Warehouse rents continue to rise
Rents for large distribution warehouses have risen 5% year on year in 2024 according to latest research by Colliers.

By Liza Helps Property Editor Logistics Matters
AVERAGE RENTS for units 100,000+ ft2 across the whole of the UK are at £11.50 per ft2, while prime headline rents for mid-box and multi-let units have reached £14.80 per ft2 up 4.4% year on year.
Colliers Head of Industrial & Logistics Research Andrea Ferranti who compiled the data said that most of the upward rental movement took place in the UK regions, with the Midlands and North West leading the way, while rents in the capital remained stable. The vacancy rate for units of 100,000+ ft2 across the UK industrial market sat at 7.3% by the end of Q2, down from 7.5% from the previous quarter. In the first half of the year only 6.1 million ft2 of speculative warehouses were delivered, a sharp slowdown from the 11.3 million ft2 recorded during the second half of 2023.
Ferranti said: “Supply has increased notably with some pockets of the market arguably providing occupiers with greater choice. However, rental growth on average has remained elevated due to a resilient occupational market characterised by robust appetite for good quality and efficient space. We’ve seen many occupiers consolidating their supply chains during the last 18 months, and the Midlands has naturally been the location of choice for much of this activity.

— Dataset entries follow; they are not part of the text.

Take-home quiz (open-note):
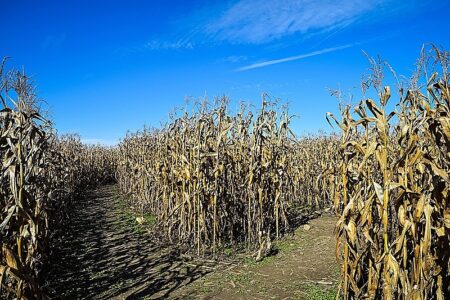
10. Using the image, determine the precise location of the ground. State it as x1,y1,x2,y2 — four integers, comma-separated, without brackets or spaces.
46,186,337,299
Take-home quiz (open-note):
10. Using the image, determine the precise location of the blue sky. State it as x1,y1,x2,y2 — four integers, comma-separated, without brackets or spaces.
0,0,450,144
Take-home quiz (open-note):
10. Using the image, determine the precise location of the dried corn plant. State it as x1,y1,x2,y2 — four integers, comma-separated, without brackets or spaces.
117,96,338,253
329,48,450,299
0,60,115,299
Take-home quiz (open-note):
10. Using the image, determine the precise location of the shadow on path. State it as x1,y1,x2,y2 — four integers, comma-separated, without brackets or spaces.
43,186,211,299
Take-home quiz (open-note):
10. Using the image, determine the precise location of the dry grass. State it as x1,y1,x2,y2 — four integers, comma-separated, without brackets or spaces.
0,61,115,299
117,96,337,257
329,45,450,299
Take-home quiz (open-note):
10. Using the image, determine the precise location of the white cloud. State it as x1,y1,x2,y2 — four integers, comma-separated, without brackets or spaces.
41,33,66,50
236,43,358,71
141,40,194,50
204,0,390,44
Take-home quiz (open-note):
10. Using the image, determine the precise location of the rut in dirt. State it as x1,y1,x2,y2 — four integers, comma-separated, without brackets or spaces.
47,185,211,299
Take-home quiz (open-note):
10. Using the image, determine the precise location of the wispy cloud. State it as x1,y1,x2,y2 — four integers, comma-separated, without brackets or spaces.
41,34,66,50
142,39,194,50
204,0,390,44
122,0,390,53
236,43,359,72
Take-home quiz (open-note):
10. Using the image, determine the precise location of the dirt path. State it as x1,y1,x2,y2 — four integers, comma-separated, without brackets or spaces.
44,186,211,299
47,186,337,299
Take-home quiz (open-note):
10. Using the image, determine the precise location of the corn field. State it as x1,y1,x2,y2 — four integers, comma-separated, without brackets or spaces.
117,96,337,254
329,49,450,299
0,60,115,299
0,47,450,300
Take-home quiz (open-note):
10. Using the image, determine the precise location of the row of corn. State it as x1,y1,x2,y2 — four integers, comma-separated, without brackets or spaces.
329,49,450,300
0,62,115,299
117,97,338,253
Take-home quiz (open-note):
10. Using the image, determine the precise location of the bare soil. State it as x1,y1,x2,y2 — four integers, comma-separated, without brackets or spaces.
46,186,337,299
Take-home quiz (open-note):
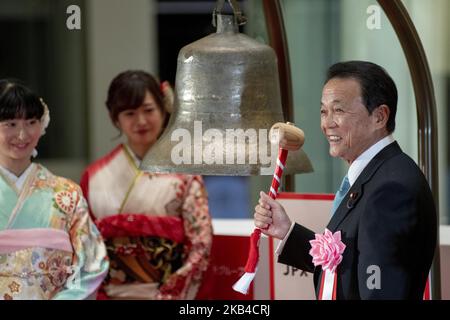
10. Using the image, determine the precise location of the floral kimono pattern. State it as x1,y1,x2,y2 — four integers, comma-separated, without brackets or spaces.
0,164,109,300
81,145,212,299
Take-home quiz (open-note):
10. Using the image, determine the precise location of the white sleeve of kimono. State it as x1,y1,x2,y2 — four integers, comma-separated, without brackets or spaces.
53,195,109,300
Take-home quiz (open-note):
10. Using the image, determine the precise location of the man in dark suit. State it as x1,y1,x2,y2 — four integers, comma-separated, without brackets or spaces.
254,61,437,299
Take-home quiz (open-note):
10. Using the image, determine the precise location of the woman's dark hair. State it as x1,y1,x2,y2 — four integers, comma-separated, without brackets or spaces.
325,61,398,133
106,70,169,127
0,79,44,121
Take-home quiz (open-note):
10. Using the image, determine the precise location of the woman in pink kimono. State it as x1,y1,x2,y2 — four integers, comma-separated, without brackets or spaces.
81,71,212,299
0,80,108,300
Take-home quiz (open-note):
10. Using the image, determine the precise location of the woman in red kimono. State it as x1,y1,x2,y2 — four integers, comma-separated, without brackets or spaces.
81,71,212,299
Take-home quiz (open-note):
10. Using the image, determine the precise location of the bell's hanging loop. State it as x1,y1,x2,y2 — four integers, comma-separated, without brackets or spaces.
141,0,312,176
212,0,247,27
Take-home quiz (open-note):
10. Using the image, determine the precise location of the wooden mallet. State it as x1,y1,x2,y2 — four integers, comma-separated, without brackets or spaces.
233,122,305,294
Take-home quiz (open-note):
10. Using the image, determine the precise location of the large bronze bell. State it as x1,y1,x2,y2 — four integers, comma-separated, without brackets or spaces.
141,3,312,176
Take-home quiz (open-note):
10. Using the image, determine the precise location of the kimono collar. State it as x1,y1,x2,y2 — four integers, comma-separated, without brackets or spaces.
123,143,141,169
0,163,35,190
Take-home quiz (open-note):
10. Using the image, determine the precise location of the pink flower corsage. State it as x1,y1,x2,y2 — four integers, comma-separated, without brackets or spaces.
309,229,345,273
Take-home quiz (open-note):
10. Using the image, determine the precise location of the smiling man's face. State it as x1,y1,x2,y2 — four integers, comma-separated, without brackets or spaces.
320,78,380,164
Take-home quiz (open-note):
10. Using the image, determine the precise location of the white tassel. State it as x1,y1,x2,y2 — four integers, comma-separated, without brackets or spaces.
233,272,256,294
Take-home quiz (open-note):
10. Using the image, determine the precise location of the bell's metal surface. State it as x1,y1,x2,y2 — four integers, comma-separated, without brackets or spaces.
141,14,312,176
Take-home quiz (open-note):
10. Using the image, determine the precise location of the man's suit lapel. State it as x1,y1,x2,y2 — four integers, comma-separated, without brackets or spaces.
327,142,402,232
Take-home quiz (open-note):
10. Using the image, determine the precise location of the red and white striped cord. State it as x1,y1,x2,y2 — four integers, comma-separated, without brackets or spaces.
233,148,288,294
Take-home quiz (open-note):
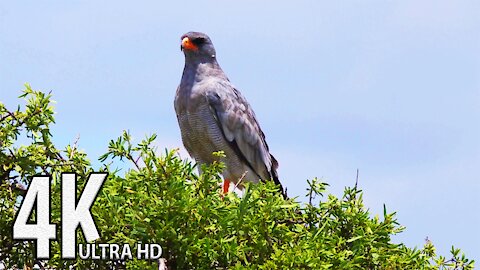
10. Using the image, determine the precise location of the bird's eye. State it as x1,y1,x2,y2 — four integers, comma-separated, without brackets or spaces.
193,37,206,45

“Meanwhile incentives have returned to the pre-Covid normal of approximately one month rent-free per year of lease term, depending on length, unit specifications, location and covenant strength.”
Industrial land values have remained stable in 2024, with a UK average of £1.95 million per acre, while this is a reduction on the post-pandemic peak, land prices have held steady around this level for the past 12 months.
Colliers Head of Industrial & Logistics Len Rosso, added: “The elevated borrowing costs as well as construction price inflation did put a dampener on investor appetite for speculative development. For the second half of this year we are forecasting only 4 million ft2 of speculative development to be delivered down 65% year on year. However as borrowing costs reduce and material costs stabilise, we expect investor appetite for development land to improve significantly over the second half of next year.”